Preeclampsia is a major cause of maternal death and complicates 2 to 3 percent of pregnancies. Although speculative, preeclampsia likely involves a maternal inflammatory response that originates in the placenta. Because patients with preeclampsia have maternal and placental circulations with high levels of oxidative stress, antioxidants have been suggested as preventive therapy. Poston and colleagues conducted a randomized controlled trial of vitamins C and E in pregnant women who were at risk of preeclampsia.
They recruited 2,404 pregnant women at 14 to 21 weeks of gestation who had at least one risk factor, such as a history of preeclampsia; diagnosis of HELLP (hemolysis, elevated liver enzymes, and low platelets) syndrome; treatment for essential hypertension; gestational hypertension; treatment for diabetes type 1 or 2; antiphospholipid syndrome; chronic renal disease; multiple pregnancies; or abnormal uterine artery Doppler waveform. Women already receiving more than 200 mg of vitamin C or 40 IU of vitamin E were excluded. Patients were randomly assigned to receive 1,000 mg of vitamin C plus 400 IU of natural source vitamin E daily or identical placebos. Serum levels of cholesterol and vitamins C and E were measured before the study, and participants at two centers provided blood samples on at least one other occasion during gestational weeks 20 to 22, 30 to 32, and 34 to 36. Research midwives also provided reminders and collected unused medication to assess participant compliance.

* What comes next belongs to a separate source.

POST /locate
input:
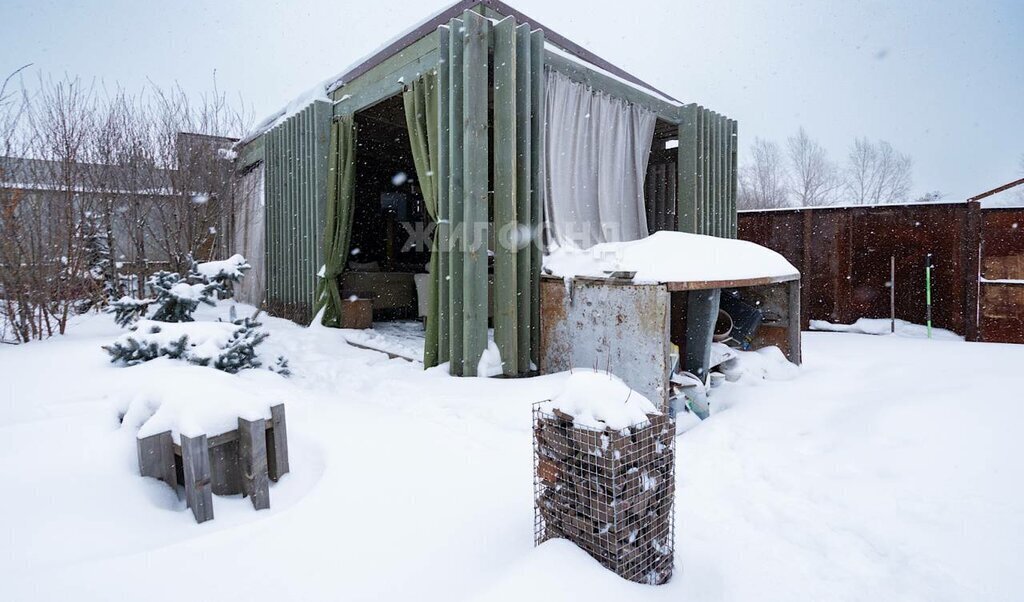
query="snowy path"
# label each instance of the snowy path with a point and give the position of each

The primary outcome was clinical diagnosis of preeclampsia, which was defined as gestational hypertension (diastolic readings of 90 mm Hg or more) and proteinuria (excretion of at least 300 mg protein over 24 hours). Secondary outcomes included birth weight less than 5 lbs 8 oz (2.5 kg); size below the fifth percentile for gestational age; birth before 37 weeks of gestation; and hospitalization for pregnancy-related conditions.
The 1,199 randomized women who received vitamin supplementation were comparable to the 1,205 women randomized to placebo. According to reports and pill counts, 80 percent of women in each group took at least one half of the medication. Overall, 15 percent of the women in the study developed preeclampsia. Risk factors caused a varied rate, however, with only 11 percent of obese primiparous women and women with a multiple pregnancy developing preeclampsia, compared with 32 percent of women with chronic renal disease. However, the 15 percent of women in the treatment groups who developed preeclampsia was not significantly different from the 16 percent of women in the control group who developed preeclampsia.
The secondary outcomes showed poorer results for mothers who received vitamin supplements. The researchers documented low birth weight in 28 percent of women in the intervention group compared with 24 percent in the control population. Small size for gestational age did not differ statistically between the two groups. Delivery before 37 weeks of completed gestation occurred in 29 percent of treated women compared with 27 percent in the control group.
The authors conclude that vitamin supplements during the second trimester are not associated with any change in the development of preeclampsia in women with risk factors. The poor outcomes in the intervention group, particularly low birth weight and small size for gestational age, raise concerns that vitamins C and E supplementation could potentially be harmful. The researchers also stress that the effects of vitamin supplements in pregnancy most likely depend on the normal intake of the mothers. Studies in developing countries could show benefit; however, based on the outcomes of this study, vitamin C and E supplements are only recommended for vitamin-deficient mothers.